The costs resident must pay are now close to zero rupiah. No more motorcycle taxi fares. No more anxiety about losing their rights when having to entrust aid disbursement to relatives or neighbors who have access to ATMs.

"The positive impact also makes recipient data more valid and development equity more evenly distributed. It also helps avoid 'placeholder' recipients," said one Family Hope Program (PKH) caseworker in Banyuwangi.

For Those Not Yet Digitally Literate: Caseworkers as Helpers

Admittedly, not all Banyuwangi residents are familiar with gadgets. Consider Kalipuro Village, where nearly 400 beneficiary families are elderly. Most work as farm laborers or are housewives who spend their days managing the household. Unsurprisingly, many residents do not own mobile phones, let alone have Digital Population Identity (IKD). For them, technology is an unfamiliar world. 

This is where the role of PKH caseworkers becomes crucial and essential—helping and accompanying residents with technological limitations. They assist residents starting from the registration process, collecting population data, to ensuring eligibility status is correctly received.

Their presence is like a bridge spanning the gap between residents' limitations and the ease of the digital system. Without them, those most in need would struggle to benefit from this digital social assistance system.

Banyuwangi's Perlinsos: Hope and Valuable Lessons

The experience in Banyuwangi shows that digitizing social assistance is a major step in the right direction. However, the journey toward a truly fair, targeted, and sustainable system still requires hard work. Especially in optimizing digital infrastructure and strengthening institutional support on the ground.

Furthermore, there is another equally important aspect to consider. As the registration door widens, the workload of caseworkers and field social service officers has dramatically increased. They are required to work faster and more accurately. Unfortunately, there is no middle ground or concrete action yet to support their work. We see the need for fair adjustments regarding what they can and cannot do. They must not be burdened with great responsibility without adequate protection and support.

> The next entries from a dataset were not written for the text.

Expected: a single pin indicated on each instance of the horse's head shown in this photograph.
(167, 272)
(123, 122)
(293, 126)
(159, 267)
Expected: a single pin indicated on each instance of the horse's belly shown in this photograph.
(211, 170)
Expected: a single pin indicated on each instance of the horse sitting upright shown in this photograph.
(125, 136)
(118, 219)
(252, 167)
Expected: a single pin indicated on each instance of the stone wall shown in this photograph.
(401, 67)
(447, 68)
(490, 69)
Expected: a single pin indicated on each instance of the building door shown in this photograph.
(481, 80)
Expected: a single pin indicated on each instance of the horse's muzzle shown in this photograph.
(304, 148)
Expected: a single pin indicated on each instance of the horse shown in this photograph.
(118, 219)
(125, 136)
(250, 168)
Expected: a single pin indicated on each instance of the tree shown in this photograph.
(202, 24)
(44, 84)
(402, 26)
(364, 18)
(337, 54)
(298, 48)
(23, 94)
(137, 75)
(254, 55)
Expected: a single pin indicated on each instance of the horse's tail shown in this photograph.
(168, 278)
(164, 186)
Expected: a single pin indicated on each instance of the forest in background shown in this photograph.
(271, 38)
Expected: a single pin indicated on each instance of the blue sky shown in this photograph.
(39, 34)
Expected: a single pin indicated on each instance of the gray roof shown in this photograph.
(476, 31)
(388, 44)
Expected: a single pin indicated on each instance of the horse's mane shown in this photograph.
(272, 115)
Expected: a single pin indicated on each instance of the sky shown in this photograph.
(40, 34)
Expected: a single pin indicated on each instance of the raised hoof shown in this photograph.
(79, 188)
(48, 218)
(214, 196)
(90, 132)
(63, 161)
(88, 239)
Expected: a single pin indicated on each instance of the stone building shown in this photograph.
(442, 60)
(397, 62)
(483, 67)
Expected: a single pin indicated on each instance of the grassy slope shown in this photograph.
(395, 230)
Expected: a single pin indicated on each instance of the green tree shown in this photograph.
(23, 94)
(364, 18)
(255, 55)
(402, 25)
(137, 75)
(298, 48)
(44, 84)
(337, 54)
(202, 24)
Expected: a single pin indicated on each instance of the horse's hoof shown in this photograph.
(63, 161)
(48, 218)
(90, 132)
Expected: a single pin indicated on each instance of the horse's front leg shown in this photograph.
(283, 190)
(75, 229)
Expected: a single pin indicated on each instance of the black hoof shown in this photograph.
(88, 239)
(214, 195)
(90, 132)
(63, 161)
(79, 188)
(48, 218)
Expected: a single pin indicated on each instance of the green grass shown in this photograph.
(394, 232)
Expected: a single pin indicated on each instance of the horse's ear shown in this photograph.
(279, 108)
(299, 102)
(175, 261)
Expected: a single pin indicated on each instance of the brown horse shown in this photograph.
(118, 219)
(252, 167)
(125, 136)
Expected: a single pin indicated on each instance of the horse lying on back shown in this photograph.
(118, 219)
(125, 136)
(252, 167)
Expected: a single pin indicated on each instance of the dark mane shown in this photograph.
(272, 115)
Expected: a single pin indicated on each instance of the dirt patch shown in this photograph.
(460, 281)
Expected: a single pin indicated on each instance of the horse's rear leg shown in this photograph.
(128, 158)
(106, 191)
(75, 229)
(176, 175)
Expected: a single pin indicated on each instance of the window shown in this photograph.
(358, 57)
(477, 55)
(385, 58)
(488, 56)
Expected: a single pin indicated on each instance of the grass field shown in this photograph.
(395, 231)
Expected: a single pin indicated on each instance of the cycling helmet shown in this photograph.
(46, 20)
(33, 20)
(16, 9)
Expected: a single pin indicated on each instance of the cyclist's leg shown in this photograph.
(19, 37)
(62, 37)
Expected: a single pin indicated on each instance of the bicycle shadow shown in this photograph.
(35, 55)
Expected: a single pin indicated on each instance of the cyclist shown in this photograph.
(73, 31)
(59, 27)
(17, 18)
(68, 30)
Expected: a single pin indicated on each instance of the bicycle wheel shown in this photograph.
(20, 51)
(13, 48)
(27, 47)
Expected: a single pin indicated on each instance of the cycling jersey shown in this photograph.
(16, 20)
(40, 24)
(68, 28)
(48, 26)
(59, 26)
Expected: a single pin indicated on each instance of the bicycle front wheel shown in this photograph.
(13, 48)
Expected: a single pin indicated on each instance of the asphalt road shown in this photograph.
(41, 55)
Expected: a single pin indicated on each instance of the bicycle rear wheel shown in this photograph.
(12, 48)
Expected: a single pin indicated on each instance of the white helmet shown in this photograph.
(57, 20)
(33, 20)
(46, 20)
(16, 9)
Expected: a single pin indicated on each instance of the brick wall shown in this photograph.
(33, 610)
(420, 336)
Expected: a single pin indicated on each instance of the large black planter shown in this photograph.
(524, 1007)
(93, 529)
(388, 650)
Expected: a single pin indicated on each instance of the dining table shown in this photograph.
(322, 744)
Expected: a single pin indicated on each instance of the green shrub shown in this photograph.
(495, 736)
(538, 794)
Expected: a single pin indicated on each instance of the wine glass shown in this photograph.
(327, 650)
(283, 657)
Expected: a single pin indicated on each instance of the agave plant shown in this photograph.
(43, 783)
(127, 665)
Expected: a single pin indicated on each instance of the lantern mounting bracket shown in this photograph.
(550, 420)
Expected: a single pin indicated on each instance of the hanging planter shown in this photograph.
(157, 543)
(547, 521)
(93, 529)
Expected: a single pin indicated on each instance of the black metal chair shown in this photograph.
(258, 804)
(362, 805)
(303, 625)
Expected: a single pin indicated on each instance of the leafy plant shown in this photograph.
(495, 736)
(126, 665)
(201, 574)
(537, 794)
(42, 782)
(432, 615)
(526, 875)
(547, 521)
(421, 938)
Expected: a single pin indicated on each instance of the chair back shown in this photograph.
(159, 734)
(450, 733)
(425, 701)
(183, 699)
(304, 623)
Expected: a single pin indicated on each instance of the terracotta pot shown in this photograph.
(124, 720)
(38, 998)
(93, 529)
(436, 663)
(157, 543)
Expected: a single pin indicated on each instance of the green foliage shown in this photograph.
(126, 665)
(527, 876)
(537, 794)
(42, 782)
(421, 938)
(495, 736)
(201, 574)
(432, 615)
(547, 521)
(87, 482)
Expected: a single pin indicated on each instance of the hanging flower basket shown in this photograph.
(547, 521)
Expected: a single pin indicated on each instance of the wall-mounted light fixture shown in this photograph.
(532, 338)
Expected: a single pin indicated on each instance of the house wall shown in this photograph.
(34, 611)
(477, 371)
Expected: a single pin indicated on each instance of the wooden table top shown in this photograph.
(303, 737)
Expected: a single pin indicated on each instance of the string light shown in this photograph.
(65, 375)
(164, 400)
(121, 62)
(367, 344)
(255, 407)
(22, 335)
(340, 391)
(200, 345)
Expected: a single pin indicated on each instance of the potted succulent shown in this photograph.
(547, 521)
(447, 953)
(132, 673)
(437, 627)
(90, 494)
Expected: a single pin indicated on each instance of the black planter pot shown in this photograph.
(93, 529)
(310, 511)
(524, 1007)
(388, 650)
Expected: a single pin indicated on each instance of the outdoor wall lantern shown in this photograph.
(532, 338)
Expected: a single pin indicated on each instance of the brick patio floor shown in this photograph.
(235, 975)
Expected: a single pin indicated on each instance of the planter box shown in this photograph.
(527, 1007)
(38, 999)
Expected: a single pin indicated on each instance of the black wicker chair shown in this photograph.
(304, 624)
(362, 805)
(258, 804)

However, the conclusion above did not come suddenly. The AMANA Solutions team arrived at it in a way that sounds simple: listening—but with high dedication.

We contacted 111 PKH caseworkers by phone, listening to the small stories of officers who deal with residents every day. We tried to capture real field conditions, from caseworker capacity, infrastructure and system readiness, to various operational obstacles. From this, it became clear that the main challenge lies not in the capacity of implementers, but in system limitations—such as suboptimal reliability, layered processes, and weak data integration and institutional support.

Not only that, we also held lengthy discussions through in-depth interviews and focus group discussions with around 30 social assistance caseworkers in Banyuwangi, spread across three types of villages: urban, peri-urban, and rural. Through these conversations, the team began to understand: the extent of officers' capabilities, how digital systems perform in the field, and whether relevant institutions are supportive enough.

Based on this situation, improving system reliability and strengthening inter-agency data support are urgent priorities. Because in the end, technology is just a tool. What matters most is how that tool serves those who need it most—quickly, accurately, and without leaving anyone behind. This valuable lesson is essential for the planned expansion of the social protection portal program to 42 regions in Indonesia.

As one social assistance recipient in Banyuwangi put it:

"Now, with a data-driven system, I am beginning to feel hope that assistance will truly reach the right hands. Digitalization, we believe, can be the solution to ensuring that social assistance recipients are accurately targeted—no longer just a promise, but a certainty that those who deserve to receive, will receive."